A number of banners were spotted at matches on 29 August sporting the message: "Refugees Welcome." Just a few days earlier, German giants Borussia Dortmund invited 220 refugees for their Europa League tie against Norwegian club Odds Ballklubb – more than the number of Syrians who have been welcomed in the UK through the government's official refugee relocation scheme, according to i100.

Germany's well known figures such as footballer Lukas Podolski, Daimler boss Dieter Zetsche and Nobel-winning writer Herta Muller are also rallying against refugee hate, and were featured in a seven-page spread in tabloid, Bild. It also ran an editorial from Mueller called: "I was also a refugee" and recounts how thousands of Germans fled from the Nazi regime. "Everyone who fled into exile from the Nazis was saved...Germany must do what other countries had done earlier for the Germans," she wrote.

Born in communist Romania in the German minority community, Mueller wrote: "We have the responsibility given the past. But beyond that, sympathy is an act of humanity. Those who no longer know that have a brutal concept of homeland that once drove Germans out of Germany."

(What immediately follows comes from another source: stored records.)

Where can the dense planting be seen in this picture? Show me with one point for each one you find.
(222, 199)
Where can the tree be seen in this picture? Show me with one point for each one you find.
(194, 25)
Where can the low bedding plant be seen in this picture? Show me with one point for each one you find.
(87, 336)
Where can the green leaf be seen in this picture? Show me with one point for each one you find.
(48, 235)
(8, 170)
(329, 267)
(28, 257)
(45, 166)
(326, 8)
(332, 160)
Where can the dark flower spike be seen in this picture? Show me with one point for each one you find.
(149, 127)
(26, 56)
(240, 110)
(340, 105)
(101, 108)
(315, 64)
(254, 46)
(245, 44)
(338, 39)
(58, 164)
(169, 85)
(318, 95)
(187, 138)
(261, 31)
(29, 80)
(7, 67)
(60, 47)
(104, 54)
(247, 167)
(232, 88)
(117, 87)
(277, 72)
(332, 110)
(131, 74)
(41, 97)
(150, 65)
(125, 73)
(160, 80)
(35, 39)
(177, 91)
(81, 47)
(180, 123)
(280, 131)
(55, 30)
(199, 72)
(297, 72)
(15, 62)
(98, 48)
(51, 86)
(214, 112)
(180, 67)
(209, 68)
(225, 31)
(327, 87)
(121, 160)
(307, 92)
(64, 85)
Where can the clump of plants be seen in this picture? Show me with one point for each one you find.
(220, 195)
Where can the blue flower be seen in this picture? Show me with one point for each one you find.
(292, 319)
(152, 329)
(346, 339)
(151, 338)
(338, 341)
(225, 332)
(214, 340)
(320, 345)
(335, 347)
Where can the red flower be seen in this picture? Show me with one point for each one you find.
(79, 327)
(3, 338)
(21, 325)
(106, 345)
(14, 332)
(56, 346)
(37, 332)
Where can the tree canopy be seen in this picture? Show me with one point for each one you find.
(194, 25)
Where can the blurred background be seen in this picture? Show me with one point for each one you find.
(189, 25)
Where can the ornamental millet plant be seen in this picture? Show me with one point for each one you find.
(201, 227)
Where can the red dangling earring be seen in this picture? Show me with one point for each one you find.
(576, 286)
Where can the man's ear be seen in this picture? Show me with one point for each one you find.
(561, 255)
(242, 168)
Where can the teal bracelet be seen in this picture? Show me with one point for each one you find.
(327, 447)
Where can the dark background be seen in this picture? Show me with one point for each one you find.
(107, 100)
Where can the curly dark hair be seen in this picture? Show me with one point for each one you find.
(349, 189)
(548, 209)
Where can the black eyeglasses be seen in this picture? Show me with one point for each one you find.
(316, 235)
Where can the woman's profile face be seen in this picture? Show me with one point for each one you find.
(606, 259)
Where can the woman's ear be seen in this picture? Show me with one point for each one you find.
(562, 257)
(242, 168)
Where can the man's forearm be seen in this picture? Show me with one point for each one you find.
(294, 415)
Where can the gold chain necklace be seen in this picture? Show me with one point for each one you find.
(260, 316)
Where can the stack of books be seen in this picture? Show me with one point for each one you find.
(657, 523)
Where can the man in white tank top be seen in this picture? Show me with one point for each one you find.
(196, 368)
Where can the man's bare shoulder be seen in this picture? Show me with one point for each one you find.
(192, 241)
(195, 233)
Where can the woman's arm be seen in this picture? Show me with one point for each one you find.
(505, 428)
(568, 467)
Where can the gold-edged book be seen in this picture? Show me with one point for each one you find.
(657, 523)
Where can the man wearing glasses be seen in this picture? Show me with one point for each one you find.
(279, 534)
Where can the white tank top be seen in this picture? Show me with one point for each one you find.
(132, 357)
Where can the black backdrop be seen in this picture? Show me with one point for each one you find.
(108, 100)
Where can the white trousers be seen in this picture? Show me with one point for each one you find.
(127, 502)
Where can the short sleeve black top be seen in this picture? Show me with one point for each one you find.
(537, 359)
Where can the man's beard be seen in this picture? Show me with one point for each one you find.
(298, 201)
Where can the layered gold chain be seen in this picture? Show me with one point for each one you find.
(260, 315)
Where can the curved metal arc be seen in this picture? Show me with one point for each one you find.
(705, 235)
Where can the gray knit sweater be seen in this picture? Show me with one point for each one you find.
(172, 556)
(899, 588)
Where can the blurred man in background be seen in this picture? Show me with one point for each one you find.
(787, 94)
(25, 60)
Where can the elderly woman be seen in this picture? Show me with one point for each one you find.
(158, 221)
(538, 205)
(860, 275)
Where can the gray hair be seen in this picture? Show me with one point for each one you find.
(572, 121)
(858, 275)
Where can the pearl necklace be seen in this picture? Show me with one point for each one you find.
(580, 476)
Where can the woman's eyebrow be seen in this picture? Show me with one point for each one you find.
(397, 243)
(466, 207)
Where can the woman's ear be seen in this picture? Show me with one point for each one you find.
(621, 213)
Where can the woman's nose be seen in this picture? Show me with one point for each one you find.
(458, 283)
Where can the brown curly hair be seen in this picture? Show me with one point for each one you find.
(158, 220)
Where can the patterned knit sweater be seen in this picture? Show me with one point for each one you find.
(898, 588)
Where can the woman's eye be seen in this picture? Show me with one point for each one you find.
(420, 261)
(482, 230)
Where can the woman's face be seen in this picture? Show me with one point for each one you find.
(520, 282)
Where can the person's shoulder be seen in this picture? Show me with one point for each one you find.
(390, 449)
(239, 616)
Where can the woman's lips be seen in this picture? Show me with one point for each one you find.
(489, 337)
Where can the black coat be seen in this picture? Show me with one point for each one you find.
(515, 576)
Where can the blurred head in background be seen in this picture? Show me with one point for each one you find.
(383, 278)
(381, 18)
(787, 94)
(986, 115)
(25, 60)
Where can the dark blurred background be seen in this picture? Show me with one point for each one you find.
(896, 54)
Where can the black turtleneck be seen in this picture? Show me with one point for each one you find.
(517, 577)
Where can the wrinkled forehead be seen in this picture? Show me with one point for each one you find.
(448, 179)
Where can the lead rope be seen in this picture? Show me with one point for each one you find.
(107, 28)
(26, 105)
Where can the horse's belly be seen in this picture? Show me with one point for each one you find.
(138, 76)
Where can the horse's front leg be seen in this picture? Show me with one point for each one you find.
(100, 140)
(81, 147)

Germany has welcome more refugees than any other country and last week Berlin announced that all Syrian asylum seekers would be allowed to stay there no matter which EU country they first entered. Germany has taken 32.4% of EU asylum applicants compared to the UK's meagre 4.5%.

EU interior and justice ministers are scheduled to meet in two weeks to try and find a way to cope with the escalating crisis. The meeting is due to take place in Brussels on 14 September.